Special Issue Information

Dear Colleagues,

Over the last two decades, science revolving around ionic liquids has evolved substantially. We have witnessed extensive work towards design and synthesis of novel ionic liquid families, mapping the unusual physicochemical properties of pure ionic liquids, their mixtures and solutions; their molecular scrutiny for a deeper understanding of their peculiar behavior. This approach was essential before proposing or putting them in use for various applications. The International Journal of Molecular Sciences is currently running a Special Issue entitled “Ionic Liquids: Applications in Energy and Environment”. This Special Issue will address cutting-edge scientific research and technological applications focused on ionic liquids. Contributions on the emerging role of ionic liquids and ionic liquid containing materials especially in targeted energy and environmental applications such as energy/gas storage, electrochemical applications, gas capture and separation, gas hydrate mitigation to enhanced oil recovery, will be most welcome. This Special Issue will be a platform for researchers working in the area of ionic liquids and their potential applications so that they can exchange information and updates.

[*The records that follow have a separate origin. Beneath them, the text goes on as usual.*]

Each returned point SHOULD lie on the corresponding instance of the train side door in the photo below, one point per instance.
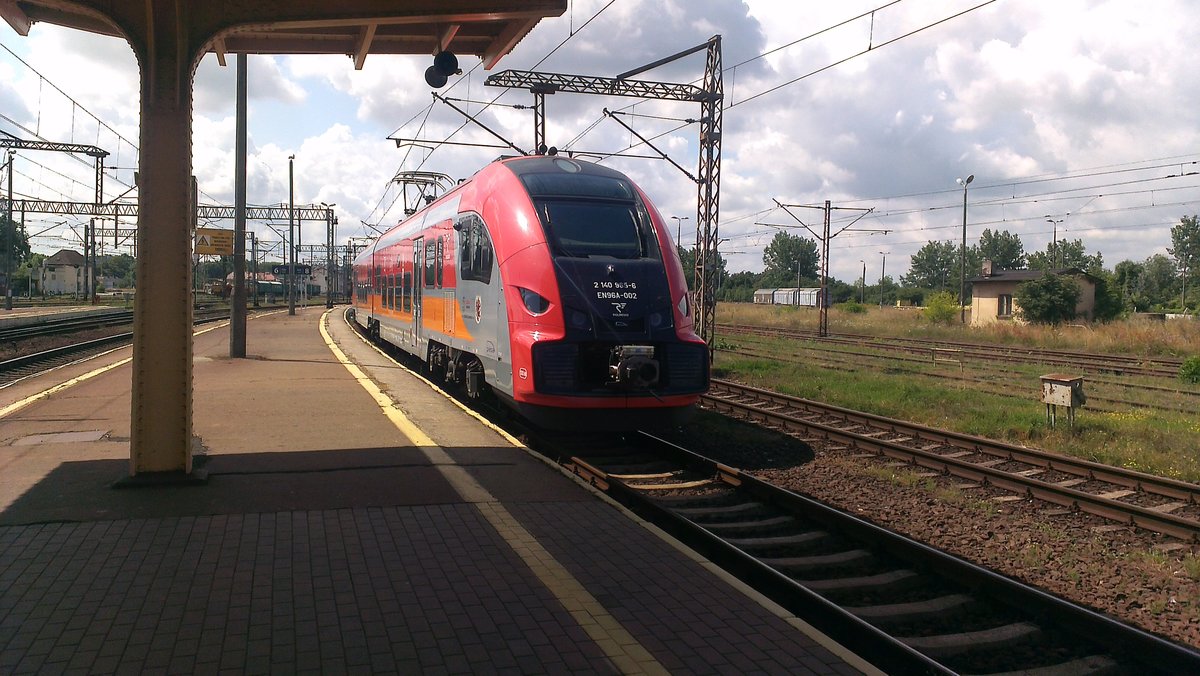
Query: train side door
(418, 267)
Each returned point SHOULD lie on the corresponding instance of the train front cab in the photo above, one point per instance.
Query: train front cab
(601, 329)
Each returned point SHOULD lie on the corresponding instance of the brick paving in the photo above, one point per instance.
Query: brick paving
(339, 548)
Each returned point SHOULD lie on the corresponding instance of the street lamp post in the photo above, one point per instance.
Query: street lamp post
(329, 255)
(292, 239)
(963, 256)
(9, 245)
(883, 269)
(1054, 245)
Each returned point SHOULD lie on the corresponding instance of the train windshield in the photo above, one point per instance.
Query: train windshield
(589, 215)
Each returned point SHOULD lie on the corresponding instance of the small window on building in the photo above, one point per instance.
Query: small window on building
(1005, 305)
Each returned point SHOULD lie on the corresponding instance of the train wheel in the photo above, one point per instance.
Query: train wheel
(474, 378)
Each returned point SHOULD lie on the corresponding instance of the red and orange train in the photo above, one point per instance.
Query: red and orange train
(547, 281)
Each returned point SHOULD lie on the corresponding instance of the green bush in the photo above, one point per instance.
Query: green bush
(1189, 372)
(941, 307)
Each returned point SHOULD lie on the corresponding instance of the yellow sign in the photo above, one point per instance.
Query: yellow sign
(211, 241)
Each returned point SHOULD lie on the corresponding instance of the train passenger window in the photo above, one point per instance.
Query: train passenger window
(431, 258)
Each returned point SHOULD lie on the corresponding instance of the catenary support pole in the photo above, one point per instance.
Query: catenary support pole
(238, 309)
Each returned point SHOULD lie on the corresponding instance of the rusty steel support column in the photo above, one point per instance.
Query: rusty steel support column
(161, 429)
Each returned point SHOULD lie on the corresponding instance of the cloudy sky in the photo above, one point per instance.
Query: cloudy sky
(1080, 112)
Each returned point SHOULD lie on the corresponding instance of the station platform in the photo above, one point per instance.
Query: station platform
(353, 520)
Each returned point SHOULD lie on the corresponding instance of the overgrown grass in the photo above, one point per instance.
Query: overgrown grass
(1143, 336)
(1155, 442)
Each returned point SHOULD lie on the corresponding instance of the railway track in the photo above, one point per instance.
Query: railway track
(1174, 400)
(1091, 363)
(1156, 503)
(27, 365)
(53, 325)
(898, 603)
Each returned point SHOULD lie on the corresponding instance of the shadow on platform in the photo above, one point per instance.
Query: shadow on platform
(264, 483)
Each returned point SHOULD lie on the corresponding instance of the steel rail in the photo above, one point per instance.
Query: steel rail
(839, 622)
(1187, 530)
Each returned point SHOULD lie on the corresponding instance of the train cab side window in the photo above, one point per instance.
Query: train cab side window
(475, 252)
(441, 252)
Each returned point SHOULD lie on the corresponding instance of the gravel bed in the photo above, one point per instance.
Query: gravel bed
(1138, 576)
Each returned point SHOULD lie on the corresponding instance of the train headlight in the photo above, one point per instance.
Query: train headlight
(534, 303)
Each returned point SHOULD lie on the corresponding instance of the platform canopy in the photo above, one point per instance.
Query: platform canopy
(169, 39)
(487, 29)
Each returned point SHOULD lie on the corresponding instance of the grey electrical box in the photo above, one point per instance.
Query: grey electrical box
(1062, 390)
(1059, 389)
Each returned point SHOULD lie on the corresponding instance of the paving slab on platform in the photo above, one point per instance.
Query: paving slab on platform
(328, 540)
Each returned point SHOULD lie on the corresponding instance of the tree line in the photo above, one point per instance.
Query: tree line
(1161, 282)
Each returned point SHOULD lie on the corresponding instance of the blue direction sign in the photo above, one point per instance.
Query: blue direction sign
(299, 269)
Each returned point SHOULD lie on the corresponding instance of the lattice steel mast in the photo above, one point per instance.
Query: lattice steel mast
(712, 100)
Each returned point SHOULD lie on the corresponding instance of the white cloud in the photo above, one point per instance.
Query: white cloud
(1017, 90)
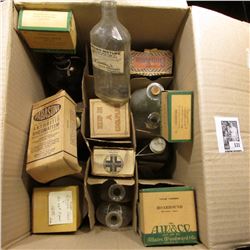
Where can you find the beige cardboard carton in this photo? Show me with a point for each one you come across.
(52, 151)
(113, 162)
(56, 209)
(48, 31)
(177, 115)
(167, 216)
(211, 52)
(107, 121)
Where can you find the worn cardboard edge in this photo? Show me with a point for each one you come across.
(155, 182)
(166, 189)
(181, 4)
(59, 94)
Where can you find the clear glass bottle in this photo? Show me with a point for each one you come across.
(110, 50)
(154, 159)
(113, 192)
(145, 106)
(113, 215)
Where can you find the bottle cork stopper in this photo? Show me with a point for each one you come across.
(155, 90)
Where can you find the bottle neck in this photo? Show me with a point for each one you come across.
(109, 10)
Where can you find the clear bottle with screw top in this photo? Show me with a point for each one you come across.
(110, 50)
(154, 159)
(114, 192)
(113, 215)
(145, 106)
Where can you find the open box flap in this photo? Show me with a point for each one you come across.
(155, 182)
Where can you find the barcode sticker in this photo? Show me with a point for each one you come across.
(228, 134)
(60, 208)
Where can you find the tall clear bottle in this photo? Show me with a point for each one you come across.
(110, 49)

For this purpose, we cordially invite you to submit research articles, review articles, and short communications.

Potential topics include but are not limited to the following:

  • Ionic liquids for energy storage;
  • Ionic liquids for gas capture/separation;
  • Ionic liquids for gas hydrates mitigation;
  • Ionic liquids for enhanced oil recovery;
  • Ionic liquids for separation and purification applications;
  • Ionic liquid-based hybrid materials for various electrochemical applications;
  • Environmental benign surface coatings
  • Unusual physicochemical properties of ionic liquids

As Guest Editors of this Special Issue, we look forward to reviewing your submissions and, together, defining the present state of the science.

 

Guest Editors

Dr. Mohammad Tariq
Dr. José M. S. S. Esperança

Manuscript Submission Information

Manuscripts should be submitted online at www.mdpi.com by registering and logging in to this website. Once you are registered, click here to go to the submission form. Manuscripts can be submitted until the deadline. All submissions that pass pre-check are peer-reviewed. Accepted papers will be published continuously in the journal (as soon as accepted) and will be listed together on the special issue website. Research articles, review articles as well as short communications are invited. For planned papers, a title and short abstract (about 100 words) can be sent to the Editorial Office for announcement on this website.

Submitted manuscripts should not have been published previously, nor be under consideration for publication elsewhere (except conference proceedings papers). All manuscripts are thoroughly refereed through a single-blind peer-review process. A guide for authors and other relevant information for submission of manuscripts is available on the Instructions for Authors page. International Journal of Molecular Sciences is an international peer-reviewed open access semimonthly journal published by MDPI.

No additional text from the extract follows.